The U.S. Supreme Court in a landmark decision on April 29 reinterpreted a provision of the Voting Rights Act and struck down a majority-black congressional district in Louisiana, opening the door for more redistricting across the United States.

In a 6–3 ruling, the high court found that the Louisiana district represented by Rep. Cleo Fields (D-La.) relied on race when the congressional map was drawn up.

Ruling Impacts Key Voting Rights Act Section

The ruling was authored by Justice Samuel Alito and joined by Chief Justice John Roberts and Justices Clarence Thomas, Neil Gorsuch, Brett Kavanaugh, and Amy Coney Barrett.

Alito wrote that “allowing race to play any part in government decisionmaking represents a departure from the constitutional rule that applies in almost every other context.”

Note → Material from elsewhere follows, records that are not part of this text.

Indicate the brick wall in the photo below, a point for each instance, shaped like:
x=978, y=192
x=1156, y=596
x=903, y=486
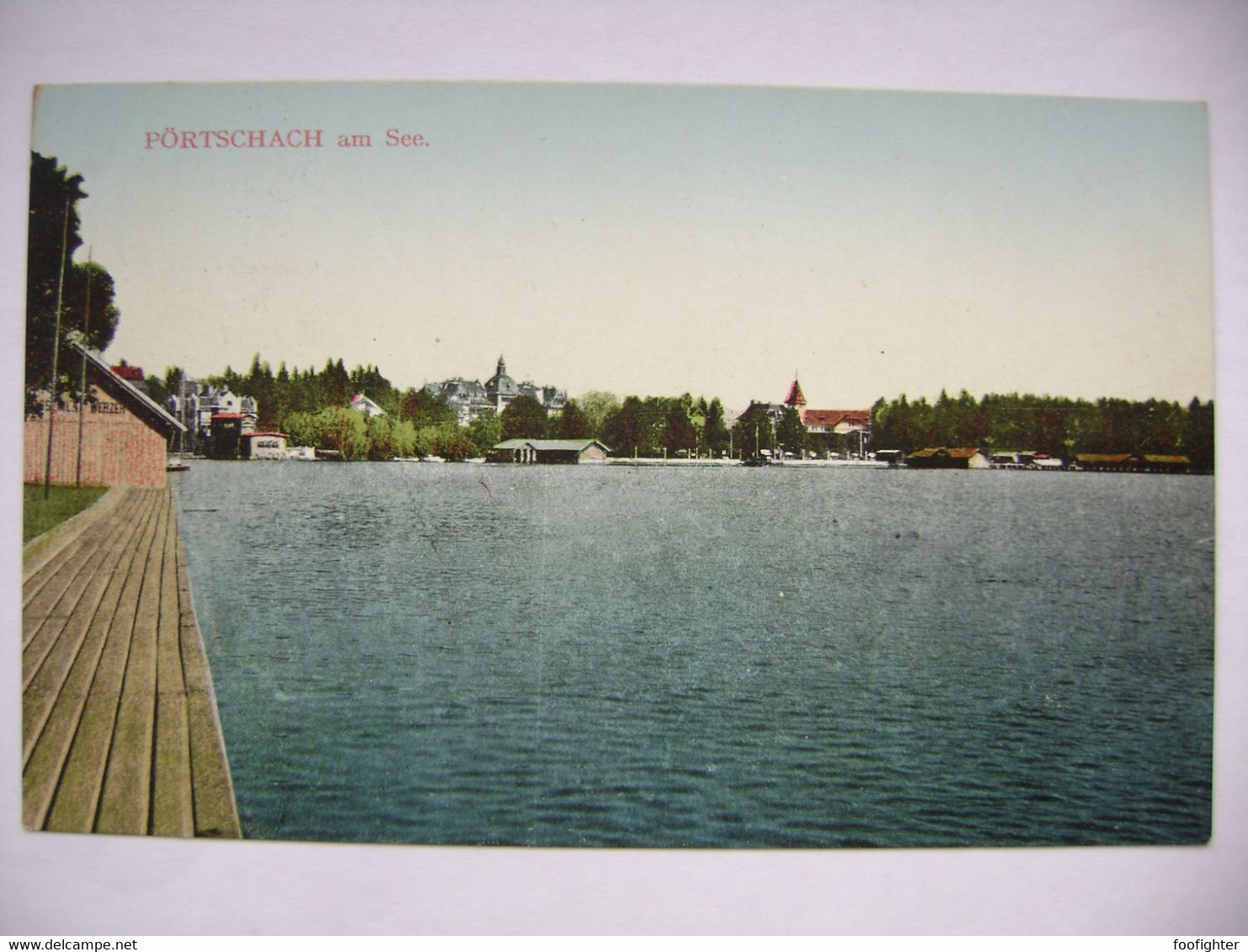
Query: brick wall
x=118, y=448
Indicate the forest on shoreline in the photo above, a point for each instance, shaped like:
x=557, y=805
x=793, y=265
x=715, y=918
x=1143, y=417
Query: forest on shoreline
x=311, y=407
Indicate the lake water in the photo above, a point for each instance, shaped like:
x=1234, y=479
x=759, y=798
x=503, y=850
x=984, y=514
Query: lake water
x=708, y=657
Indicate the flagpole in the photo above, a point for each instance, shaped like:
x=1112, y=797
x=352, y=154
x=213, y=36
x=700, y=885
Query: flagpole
x=87, y=325
x=56, y=350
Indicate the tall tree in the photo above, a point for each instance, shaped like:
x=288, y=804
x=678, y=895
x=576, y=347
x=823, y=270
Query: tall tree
x=791, y=432
x=87, y=291
x=716, y=432
x=572, y=422
x=753, y=431
x=598, y=405
x=423, y=410
x=680, y=435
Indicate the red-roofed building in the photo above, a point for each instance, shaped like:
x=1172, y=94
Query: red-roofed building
x=135, y=374
x=796, y=397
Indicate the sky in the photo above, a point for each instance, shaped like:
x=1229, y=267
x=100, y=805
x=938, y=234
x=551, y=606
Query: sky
x=654, y=239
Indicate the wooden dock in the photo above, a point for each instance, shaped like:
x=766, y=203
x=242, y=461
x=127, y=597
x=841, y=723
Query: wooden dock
x=120, y=729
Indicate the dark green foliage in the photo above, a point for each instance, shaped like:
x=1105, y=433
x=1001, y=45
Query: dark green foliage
x=716, y=432
x=680, y=436
x=486, y=432
x=791, y=433
x=523, y=417
x=753, y=432
x=572, y=423
x=423, y=410
x=1054, y=426
x=633, y=430
x=87, y=307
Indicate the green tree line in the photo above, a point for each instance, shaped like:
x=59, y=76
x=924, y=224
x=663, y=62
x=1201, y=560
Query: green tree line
x=1056, y=426
x=84, y=289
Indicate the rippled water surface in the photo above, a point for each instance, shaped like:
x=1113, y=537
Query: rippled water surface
x=703, y=657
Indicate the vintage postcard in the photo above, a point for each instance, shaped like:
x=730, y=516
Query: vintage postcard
x=618, y=466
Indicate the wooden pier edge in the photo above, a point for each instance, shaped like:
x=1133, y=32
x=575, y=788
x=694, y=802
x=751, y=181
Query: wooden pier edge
x=120, y=724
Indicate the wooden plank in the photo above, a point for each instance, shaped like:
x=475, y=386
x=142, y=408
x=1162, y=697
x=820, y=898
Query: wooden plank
x=80, y=743
x=46, y=549
x=48, y=676
x=172, y=797
x=216, y=812
x=48, y=630
x=125, y=796
x=43, y=590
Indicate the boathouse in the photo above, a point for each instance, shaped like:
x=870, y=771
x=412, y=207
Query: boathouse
x=263, y=446
x=549, y=451
x=948, y=458
x=119, y=437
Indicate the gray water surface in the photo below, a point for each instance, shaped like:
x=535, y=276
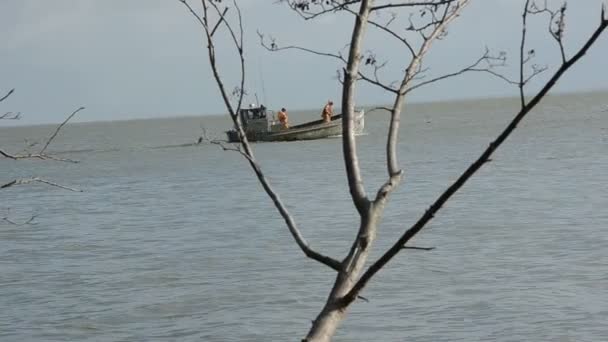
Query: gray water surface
x=179, y=243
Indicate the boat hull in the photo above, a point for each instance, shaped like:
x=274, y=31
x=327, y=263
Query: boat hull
x=308, y=131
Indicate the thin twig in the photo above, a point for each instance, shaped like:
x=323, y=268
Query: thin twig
x=471, y=170
x=59, y=128
x=38, y=180
x=7, y=95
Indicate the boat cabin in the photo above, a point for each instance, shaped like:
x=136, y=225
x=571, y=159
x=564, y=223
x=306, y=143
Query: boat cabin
x=258, y=119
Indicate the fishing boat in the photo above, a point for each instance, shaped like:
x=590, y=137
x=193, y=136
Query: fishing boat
x=259, y=125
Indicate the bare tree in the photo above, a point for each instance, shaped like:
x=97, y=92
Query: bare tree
x=27, y=154
x=425, y=22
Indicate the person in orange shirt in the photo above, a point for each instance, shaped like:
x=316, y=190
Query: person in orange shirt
x=328, y=111
x=283, y=118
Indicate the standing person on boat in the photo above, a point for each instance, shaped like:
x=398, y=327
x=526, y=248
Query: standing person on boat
x=328, y=111
x=283, y=118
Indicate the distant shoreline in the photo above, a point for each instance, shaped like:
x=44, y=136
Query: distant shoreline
x=418, y=104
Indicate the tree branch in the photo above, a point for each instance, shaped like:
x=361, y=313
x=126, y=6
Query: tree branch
x=471, y=170
x=245, y=148
x=7, y=95
x=38, y=180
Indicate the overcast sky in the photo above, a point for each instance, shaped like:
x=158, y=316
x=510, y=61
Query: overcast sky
x=127, y=59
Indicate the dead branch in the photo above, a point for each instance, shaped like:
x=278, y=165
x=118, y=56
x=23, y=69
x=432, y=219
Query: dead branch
x=418, y=248
x=10, y=116
x=42, y=155
x=10, y=221
x=7, y=95
x=245, y=148
x=273, y=46
x=36, y=180
x=473, y=168
x=59, y=128
x=486, y=63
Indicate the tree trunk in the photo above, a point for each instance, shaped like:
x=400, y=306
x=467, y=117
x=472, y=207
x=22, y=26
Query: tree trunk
x=325, y=325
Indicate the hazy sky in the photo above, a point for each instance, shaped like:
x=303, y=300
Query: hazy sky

He said Section 2 of the Voting Rights Act is effectively limited to instances of intentional discrimination, a very high standard.

“Only when understood this way does (Section 2) of the Voting Rights Act properly fit within Congress’s 15th Amendment enforcement power,” Alito wrote.

The 15th Amendment, a Reconstruction-era amendment of the Constitution that was ratified in 1870 following the end of the Civil War, allows Congress to pass laws ensuring that the right to vote cannot be denied “on ​account of race, color or previous condition of servitude.”

Interpreting Section 2 of the Voting Rights Act, which was signed into law in 1965, to “outlaw a map solely because it fails to provide a sufficient number of majority-minority districts would create a right that the amendment does not protect,” Alito argued, referring to the 15th Amendment.

Louisiana Map ‘Unconstitutional’

With the decision, the high court blocked an electoral map in Louisiana that would have given the state a second majority-black congressional district.

The Supreme Court’s ruling was issued amid a battle unfolding between Republican-led and Democratic-led states ​around the country involving the redrawing of electoral maps to change the composition of House of Representatives districts ahead of the November elections.

“That map is an unconstitutional gerrymander,” Alito wrote for the majority, adding that the Voting Rights Act doesn’t “require Louisiana to create an additional majority-minority district” and ruling that there is “no compelling interest” that justified Louisiana using race to create Fields’ district.

The U.S. Constitution, he added, “almost never permits a State to discriminate on the basis of race, and such discrimination triggers strict scrutiny.”

The decision was issued as other states have moved to implement new congressional districts ahead of the November 2026 midterm elections.

Florida legislators were debating a proposed redrawing of the state’s congressional lines, which was submitted this month by Gov. Ron DeSantis and was intended to give Republicans a chance to pick up as many as four seats in the House of Representatives.